Gloversville Mayor Dayton King and Finance Commissioner Bruce VanGenderen recently sounded the alarm that Gloversville's financial future is in danger, with an $800,000 deficit projected for 2015.
A look at the numbers shows health insurance costs for the city's employees continue to rise at a rate greater than the rate of inflation and grant money used to pay for additional police officers is running out by the end of the year.
The city has some positives. Sales tax revenues continue to increase at about $600,000 per year, thanks largely to the Walmart Supercenter, and the city has a sizable fund balance of $4.5 million, which it could use to fill the $800,000 deficit for 2015. However, the city is at 93 percent of its constitutional property tax limit, which means it can only raise an additional $505,000 in property tax revenue. It's also possible, and perhaps probable, that sales tax revenue may level off, leaving the city with few options for raising more money.
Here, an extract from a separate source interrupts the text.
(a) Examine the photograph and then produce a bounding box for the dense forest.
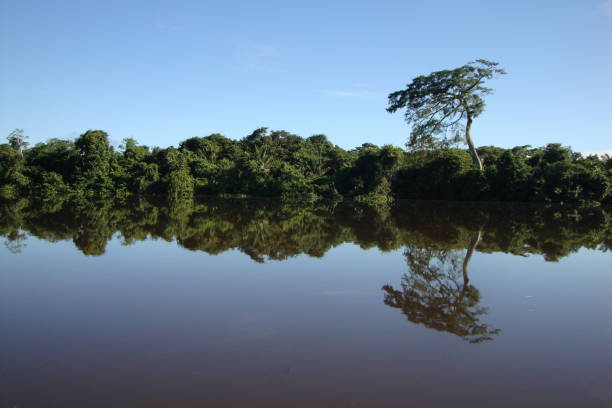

In light of these conditions, Gloversville should proceed with extreme caution regarding any spending increases. No new spending initiatives, particularly the creation of new employee positions, should be passed without a plan to pay for them that does not include raising taxes. Indeed, the city should consider eliminating positions wherever possible through attrition, if those positions are unnecessary. The city should continue to seek concessions from its public employee unions to lower health insurance costs and keep employee raises at a reasonable level.
Property taxes in Gloversville are much too high and income levels are much too low to justify increasing the tax burden. Any plan that raises city taxes would be unacceptable.